The overarching topic of the conference is scrutinized from three different angles, which build three streams, both at the plenary sessions and in the working groups.
The first stream focuses on EU competences in the area of procedural rights in criminal proceedings. This includes an overview of the scope of the EU mandate, the current legal framework and the challenges for the EU legislator. Further, it includes the justification of the harmonization measures (transnational objectives vs. national impact) and the desirability for further harmonization. The related plenary session and working group will also assess the relationship between the directives on procedural rights for suspects and accused persons, national constitutions, CFR and the ECHR. 2
As a second stream the conference takes a look at the impact of the EU legal framework within the national context. Topics include the implementation of the Roadmap directives in the national legal orders, their relationship with the victims' rights directive, the discrepancies between the goals of the directives and their national application, as well as the possibilities for the defence to enforce the rights granted to them, possibly with the help of EU institutions. This stream also offers the possibility to discuss the decline of the rule of law in some Member States and the role of the EU in that regard.
The third stream focuses on procedural rights in the cross‐border context. This includes both horizontal (EAW, EIO, et cetera) and vertical cooperation (EPPO, OLAF, Eurojust, ECB, et cetera) and the related issues concerning procedural rights, the position of the defence, questions of mutual trust and mutual recognition in practice, the admissibility and exclusion of ‘foreign’ evidence, judicial control, et cetera.

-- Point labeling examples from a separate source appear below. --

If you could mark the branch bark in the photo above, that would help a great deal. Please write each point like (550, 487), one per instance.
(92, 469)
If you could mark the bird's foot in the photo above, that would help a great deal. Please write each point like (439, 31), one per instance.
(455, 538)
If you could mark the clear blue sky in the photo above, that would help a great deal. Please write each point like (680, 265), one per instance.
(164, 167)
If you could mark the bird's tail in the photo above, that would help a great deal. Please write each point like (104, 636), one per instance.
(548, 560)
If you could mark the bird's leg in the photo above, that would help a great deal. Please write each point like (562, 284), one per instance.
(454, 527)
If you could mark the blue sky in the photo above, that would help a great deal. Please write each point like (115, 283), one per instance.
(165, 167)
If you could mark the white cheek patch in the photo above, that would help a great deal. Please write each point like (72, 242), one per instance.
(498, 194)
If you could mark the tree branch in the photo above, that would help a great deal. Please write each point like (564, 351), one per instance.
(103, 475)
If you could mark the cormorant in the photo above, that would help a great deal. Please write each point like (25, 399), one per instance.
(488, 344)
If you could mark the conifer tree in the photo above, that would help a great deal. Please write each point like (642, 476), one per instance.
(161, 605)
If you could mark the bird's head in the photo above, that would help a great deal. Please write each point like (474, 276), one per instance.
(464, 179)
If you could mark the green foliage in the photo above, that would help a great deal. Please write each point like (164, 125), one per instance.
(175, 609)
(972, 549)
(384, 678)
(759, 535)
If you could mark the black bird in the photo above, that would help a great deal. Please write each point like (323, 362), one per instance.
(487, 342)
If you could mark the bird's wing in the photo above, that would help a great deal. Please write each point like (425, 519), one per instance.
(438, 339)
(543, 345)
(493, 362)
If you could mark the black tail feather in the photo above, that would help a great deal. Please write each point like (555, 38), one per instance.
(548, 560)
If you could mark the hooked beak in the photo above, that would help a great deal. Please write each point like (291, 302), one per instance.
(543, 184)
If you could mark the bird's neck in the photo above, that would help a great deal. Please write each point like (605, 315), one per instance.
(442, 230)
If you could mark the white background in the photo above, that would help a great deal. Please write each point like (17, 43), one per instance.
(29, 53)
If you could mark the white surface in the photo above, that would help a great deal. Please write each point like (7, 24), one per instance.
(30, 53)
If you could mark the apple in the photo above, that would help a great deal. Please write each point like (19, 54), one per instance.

The decline of the rule of law in some member states – in light of its effects on transnational cooperation – could be addressed in this section as well. As regards the vertical cooperation within the future EPPO, questions about the danger of unequal treatment of defendants due to diverging national guarantees are at the fore of the debate.
The first day focuses on the three streams in a series of corresponding plenary sessions. Each plenary session includes two presentations, followed by audience discussion. On the second day, participants are offered the opportunity to present their research in working groups, receiving feedback from senior experts and the audience. With this call for papers we invite you to prepare a paper and present it in one of the working groups, each related to one of the three streams. The conference committee expressly encourages early career researchers to present their research.